Sustainable development depends on quantitative knowledge of the past, present, and future behaviour of the Earth System. This is obtained from physics-based models of the atmosphere and the ocean. In this course, the hierarchy of climate models is introduced, starting from simple energy balance models, then increasing complexity to arrive at circulation models of the ocean and the atmosphere. These models are based on the physical principles of the conservation of mass, energy and momentum. Climate feedbacks and propagation of waves are described to understand the climate system response to perturbations. The numerical techniques to carry out model simulations on the computer are introduced and discussed. In the parallel course work, a key element of this course, the students learn to implement such models using Python and carry out simulations. Detailed lecture notes for this course are available (

See Introduction to Climate Modelling in KSL

See Introduction to Climate Modelling in ILIAS

The lecture represents an introduction to various aspects of fundamental and applied glaciology. It covers the description and basic role of the cryosphere in the climate system with special focus on alpine glaciers and ice sheets including the role of glaciers as climate archives using ice core drilling. First hand glaciological experience may be collected during a 1-day excursion. The main topics covered are:

  • Ice in the climate system
  • Mass balance and glacier morphology
  • Firnification
  • Deformation and flow of ice (continuum mechanics)
  • Temperature distribution in ice
  • Ice core research (isotopes, aerosol, gases)

See Glaciology and Ice Cores in KSL

See Glaciology and Ice Cores in ILIAS

In the face of the climate and biodiversity crises, Nature-Based Solutions (NBSs) appear as a possible path to address both challenges synergistically. NBSs encompass a broad set of approaches (such as ecosystem conservation and restoration, agroecology, urban green and blue infrastructures, etc) that generally strive to work with Nature rather than against it toward sustainable development. However, the potential contribution of NBSs to climate change mitigation and adaptation is still uncertain and highly debated. Should NBSs be a central element in a road map toward climate-neutrality or are they a distraction from more urgent measures to decarbonize human activities? Beyond the carbon perspective, are NBSs helping human communities become more resilient to climate change impacts?

See Nature-Based Solutions for Climate Change Adaptation and Mitigation in KSL

See Nature-Based Solutions for Climate Change Adaptation and Mitigation in ILIAS

Fall semester

Carbon emissions from fossil fuel burning and land use change perturb the Earth System in a fundamental and non-sustainable manner. In this lecture we will discuss the anthropogenic perturbation of the carbon cycle and the role of natural carbon cycle variations for atmospheric CO2 and climate. The lecture provides a natural science background to better understand the United Nations Framework Convention on Climate Change and the Paris Agreement.

See Carbon Cycle in KSL

See Carbon Cycle in ILIAS

Anthropogenic climate change is one of the greatest challenges faced by human societies. The reduction of human caused greenhouse gas emission to meet the climate targets of the legally-binding Paris Agreement is key to reach the UN sustainability goals.
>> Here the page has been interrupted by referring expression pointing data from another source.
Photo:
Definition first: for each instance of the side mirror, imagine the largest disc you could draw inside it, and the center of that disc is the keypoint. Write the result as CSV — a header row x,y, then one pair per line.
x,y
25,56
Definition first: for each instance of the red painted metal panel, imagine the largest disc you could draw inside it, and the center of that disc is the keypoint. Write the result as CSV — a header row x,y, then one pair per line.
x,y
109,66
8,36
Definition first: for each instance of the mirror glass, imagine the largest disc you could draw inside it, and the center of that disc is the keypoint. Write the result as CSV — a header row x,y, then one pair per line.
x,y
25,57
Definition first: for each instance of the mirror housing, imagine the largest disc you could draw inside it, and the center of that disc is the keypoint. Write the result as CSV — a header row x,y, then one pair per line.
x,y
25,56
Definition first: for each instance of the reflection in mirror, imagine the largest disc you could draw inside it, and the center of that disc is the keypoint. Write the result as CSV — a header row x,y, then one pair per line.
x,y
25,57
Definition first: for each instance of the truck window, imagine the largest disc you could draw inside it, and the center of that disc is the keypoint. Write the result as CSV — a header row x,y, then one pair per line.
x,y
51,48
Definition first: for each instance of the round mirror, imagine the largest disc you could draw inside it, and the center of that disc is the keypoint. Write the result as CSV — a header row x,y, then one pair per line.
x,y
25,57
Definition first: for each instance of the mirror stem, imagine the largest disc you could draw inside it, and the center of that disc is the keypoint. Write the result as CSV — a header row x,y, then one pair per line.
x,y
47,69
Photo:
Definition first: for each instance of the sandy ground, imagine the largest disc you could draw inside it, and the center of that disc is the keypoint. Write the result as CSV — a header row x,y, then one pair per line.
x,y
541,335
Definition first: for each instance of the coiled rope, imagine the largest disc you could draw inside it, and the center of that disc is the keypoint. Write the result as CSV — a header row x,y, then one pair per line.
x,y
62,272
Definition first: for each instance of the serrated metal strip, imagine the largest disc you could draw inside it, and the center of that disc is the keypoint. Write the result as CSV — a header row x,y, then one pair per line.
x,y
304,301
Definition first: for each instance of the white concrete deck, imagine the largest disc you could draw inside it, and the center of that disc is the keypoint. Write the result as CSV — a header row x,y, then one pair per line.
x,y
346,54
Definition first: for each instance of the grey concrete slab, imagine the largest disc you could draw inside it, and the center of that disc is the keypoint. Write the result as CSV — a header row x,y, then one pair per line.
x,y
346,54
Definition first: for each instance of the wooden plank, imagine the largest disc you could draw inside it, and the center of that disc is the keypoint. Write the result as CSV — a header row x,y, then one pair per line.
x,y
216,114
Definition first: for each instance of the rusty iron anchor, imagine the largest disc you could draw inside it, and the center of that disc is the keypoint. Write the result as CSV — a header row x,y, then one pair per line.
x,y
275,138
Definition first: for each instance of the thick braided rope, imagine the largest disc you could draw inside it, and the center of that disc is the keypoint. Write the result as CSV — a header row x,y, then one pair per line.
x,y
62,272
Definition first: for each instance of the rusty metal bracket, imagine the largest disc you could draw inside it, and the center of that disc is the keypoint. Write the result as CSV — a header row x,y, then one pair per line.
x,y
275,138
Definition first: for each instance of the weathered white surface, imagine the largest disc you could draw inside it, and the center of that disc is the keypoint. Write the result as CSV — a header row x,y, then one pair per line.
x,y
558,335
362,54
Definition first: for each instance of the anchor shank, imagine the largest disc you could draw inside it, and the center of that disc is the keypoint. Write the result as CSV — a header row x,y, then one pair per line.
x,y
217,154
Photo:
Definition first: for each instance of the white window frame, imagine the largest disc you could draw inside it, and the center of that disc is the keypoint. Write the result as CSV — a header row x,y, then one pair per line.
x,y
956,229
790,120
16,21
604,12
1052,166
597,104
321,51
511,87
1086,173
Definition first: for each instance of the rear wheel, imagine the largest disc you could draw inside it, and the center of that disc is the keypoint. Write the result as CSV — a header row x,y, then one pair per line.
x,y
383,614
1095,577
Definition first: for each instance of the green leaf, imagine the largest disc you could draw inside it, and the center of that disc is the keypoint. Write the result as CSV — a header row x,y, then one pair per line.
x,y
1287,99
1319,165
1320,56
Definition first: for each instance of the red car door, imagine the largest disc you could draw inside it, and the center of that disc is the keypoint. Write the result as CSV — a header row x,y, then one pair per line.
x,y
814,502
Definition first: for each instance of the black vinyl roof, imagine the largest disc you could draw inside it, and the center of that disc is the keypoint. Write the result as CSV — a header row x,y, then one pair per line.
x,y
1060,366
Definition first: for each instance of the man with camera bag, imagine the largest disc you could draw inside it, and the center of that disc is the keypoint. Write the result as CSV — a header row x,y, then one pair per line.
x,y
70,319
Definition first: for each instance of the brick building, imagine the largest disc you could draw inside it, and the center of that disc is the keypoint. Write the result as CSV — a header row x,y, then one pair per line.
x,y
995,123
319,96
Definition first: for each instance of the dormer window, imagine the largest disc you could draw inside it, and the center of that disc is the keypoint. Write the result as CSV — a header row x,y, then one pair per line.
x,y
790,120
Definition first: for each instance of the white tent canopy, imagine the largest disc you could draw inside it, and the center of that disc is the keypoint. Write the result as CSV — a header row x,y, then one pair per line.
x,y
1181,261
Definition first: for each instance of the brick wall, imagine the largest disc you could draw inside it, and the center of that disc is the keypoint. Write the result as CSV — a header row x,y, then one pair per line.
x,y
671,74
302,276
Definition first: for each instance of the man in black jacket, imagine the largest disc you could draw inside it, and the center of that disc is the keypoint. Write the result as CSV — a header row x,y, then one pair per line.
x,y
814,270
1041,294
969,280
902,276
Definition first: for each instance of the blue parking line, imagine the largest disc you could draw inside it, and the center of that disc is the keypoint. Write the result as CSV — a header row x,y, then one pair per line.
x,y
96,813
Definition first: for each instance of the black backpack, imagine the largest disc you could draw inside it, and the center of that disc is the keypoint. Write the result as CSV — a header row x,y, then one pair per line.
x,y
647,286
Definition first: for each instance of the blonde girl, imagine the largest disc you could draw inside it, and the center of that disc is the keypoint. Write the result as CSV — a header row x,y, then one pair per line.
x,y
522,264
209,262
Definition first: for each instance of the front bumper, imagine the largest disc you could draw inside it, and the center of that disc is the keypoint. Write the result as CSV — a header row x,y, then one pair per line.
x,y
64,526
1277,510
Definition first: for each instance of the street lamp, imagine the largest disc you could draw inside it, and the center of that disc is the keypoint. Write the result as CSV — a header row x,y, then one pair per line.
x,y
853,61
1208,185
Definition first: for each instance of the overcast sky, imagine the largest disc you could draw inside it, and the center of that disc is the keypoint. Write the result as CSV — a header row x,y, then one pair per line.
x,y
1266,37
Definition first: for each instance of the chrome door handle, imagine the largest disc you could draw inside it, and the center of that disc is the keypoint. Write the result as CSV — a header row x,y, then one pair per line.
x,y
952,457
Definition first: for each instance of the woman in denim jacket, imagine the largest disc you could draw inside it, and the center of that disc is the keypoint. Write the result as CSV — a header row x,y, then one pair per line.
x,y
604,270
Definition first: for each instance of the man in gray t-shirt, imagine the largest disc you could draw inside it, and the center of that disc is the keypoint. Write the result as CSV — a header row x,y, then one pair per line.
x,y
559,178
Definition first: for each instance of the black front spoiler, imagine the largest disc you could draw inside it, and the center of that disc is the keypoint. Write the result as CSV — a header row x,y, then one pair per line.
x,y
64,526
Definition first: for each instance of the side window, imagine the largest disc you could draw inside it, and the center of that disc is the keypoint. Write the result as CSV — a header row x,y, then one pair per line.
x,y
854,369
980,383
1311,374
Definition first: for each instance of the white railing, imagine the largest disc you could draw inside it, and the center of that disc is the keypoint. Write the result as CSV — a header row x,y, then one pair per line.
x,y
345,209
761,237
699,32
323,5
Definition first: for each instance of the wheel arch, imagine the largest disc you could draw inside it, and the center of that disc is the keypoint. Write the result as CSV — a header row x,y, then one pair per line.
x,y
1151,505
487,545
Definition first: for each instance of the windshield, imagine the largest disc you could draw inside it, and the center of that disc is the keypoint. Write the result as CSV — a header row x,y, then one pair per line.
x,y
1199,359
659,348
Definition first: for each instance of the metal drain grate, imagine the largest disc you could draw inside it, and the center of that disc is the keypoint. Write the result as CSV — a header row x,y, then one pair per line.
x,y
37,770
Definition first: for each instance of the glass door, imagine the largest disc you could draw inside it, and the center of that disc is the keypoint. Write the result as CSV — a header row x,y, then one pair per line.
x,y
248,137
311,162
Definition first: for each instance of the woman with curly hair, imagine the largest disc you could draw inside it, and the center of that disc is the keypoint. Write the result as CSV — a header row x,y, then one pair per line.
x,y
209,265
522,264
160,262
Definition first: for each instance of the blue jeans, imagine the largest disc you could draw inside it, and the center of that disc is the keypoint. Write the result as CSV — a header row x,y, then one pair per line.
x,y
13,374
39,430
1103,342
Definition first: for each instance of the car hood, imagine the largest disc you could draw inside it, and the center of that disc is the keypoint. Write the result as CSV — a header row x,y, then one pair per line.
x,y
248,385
This lecture will discuss the fundamentals of the climate system including the atmospheric radiation balance, carbon and other biogeochemical cycles, ocean and atmospheric circulation, multiple climate equilibria, climate variations of the last million years and applications of stable isotopes and radionuclides to trace environmental processes.

This course can also be attended by master and PhD students of the Graduate School of Climate Sciences.

See Introduction to Climate and Environmental Physics in KSL

See Introduction to Climate and Environmental Physics in ILIAS

This course introduce the students to the main elemental cycles on Earth and discusses issues of sustainable development of the Earth System processes.
This course can also be attended by master and PhD students of the Graduate School of Climate Sciences.